Enterprise AI Analysis
Identifying Multimodal Transit Gaps in Taichung Using BigQuery: A Data-Driven Mapping Framework for Future Rail Planning
Ting-Husan Wu and Kuo-Yu Liu, Providence University Taiwan
Executive Impact at a Glance
This study leverages BigQuery for high-precision geospatial analysis, revealing critical insights for urban transit development.
Deep Analysis & Enterprise Applications
Select a topic to dive deeper, then explore the specific findings from the research, rebuilt as interactive, enterprise-focused modules.
| Focus Area | Traditional Approach | Modern Approach (Experience-Oriented) |
|---|---|---|
| Scope | Static distance, "Opportunity Potential" (e.g., Hansen's gravity models). | "Trip reliability," user perception, multimodal friction, demand-side variables (e.g., Zhu et al.'s framework). |
| Limitations Addressed | Ignores actual streetscape, fragmented data, pedestrian-only focus. | Holistic, integrated data, accounts for spatial & temporal constraints, diverse mobility needs. |
| Tools Utilized | Simple distance calculations, basic gravity models. | Big Data (multi-source), GIS spatial computation (BigQuery), user behavior models. |
Taichung's Rail Expansion: An Equity Lens
The study positions Taichung's rail expansion within the Transportation Equity Framework, shifting from an "efficiency-first" model to a "justice-oriented" future. While the network aims for efficiency, the analysis reveals "service voids" in peripheral urban areas, indicating a failure to achieve spatially equitable distribution of transit resources. This underscores the moral obligation for governments to ensure all citizens have a "sufficient" level of accessibility, beyond mere proximity.
Enterprise Process Flow
This framework provides a unified SQL-based spatial workflow, integrating heterogeneous transit data and digitally reconstructing planned infrastructure, forming a robust decision-support tool for future rail planning.

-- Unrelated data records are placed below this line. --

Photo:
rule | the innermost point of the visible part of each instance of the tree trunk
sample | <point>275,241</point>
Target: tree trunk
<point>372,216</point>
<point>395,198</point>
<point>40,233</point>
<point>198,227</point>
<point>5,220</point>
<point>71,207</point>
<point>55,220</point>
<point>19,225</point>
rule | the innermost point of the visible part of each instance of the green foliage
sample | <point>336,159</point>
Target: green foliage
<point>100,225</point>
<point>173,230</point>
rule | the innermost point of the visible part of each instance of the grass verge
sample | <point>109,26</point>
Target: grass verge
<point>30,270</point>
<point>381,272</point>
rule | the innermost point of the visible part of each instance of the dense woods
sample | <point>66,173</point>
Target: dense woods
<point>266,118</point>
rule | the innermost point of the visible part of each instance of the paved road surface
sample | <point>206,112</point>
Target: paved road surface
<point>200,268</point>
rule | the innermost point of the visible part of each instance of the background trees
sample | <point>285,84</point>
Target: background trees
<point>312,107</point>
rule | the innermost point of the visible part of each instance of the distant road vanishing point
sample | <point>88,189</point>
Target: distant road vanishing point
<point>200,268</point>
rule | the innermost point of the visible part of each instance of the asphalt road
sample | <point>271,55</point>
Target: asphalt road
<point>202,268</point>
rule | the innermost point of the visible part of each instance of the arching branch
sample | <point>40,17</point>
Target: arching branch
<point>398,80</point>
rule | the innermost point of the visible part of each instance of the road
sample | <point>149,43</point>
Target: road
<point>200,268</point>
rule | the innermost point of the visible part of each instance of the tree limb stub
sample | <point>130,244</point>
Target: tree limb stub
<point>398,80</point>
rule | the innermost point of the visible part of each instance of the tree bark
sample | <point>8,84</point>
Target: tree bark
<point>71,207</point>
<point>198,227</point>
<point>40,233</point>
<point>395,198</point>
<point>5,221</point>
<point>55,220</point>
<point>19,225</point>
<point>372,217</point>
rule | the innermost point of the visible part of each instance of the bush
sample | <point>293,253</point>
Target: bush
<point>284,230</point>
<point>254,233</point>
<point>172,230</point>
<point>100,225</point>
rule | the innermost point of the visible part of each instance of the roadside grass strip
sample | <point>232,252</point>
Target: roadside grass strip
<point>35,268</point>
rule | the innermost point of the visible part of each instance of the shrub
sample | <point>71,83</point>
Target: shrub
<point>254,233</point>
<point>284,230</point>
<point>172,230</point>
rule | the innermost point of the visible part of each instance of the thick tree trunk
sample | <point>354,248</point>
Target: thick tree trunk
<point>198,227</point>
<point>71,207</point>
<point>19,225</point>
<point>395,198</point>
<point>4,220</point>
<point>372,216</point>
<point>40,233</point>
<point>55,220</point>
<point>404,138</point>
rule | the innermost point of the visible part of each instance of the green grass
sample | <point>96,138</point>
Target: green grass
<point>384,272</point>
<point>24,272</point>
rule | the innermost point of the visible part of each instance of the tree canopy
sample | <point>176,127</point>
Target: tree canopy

| Aspect | Current Approach (v6.1 Analysis) | Future Directions (Enhanced Equity Focus) |
|---|---|---|
| Scope | Identifies "nominal supply" through 1.5km circular buffers (infrastructure skeleton). | Network-based isochrones, granular demand, "lived experience of marginalized communities." |
| Data Integration | Operational nodes, digitally reconstructed planned lines. | Demographic indicators, user perception, network-based travel times. |
| Goal | Quantify structural transit gaps and service voids for supply-side planning. | Align rail investment with actual demand, address "demand-side blind spot," ensure social equity. |
Quantify Your Potential ROI
Estimate the efficiency gains and cost savings your enterprise could achieve by implementing data-driven spatial analytics.
Your AI Implementation Roadmap
A typical engagement with our AI experts follows a structured approach to ensure maximum impact and seamless integration.
Discovery & Strategy
Comprehensive assessment of your current data infrastructure and strategic objectives. We identify key challenges and define measurable KPIs for AI integration.
Solution Design & Prototyping
Development of tailored AI solutions, leveraging advanced models and BigQuery capabilities. Includes proof-of-concept and iterative feedback loops.
Implementation & Integration
Deployment of the AI framework within your existing systems, ensuring robust performance and data security. Full integration with platforms like Looker Studio.
Training & Optimization
Empowering your team with the skills to manage and optimize AI-driven insights. Continuous monitoring and refinement to maximize long-term ROI.
Ready to Transform Your Transit Planning?
Leverage cutting-edge geospatial AI to identify gaps, optimize networks, and build a more equitable urban future. Our experts are ready to guide you.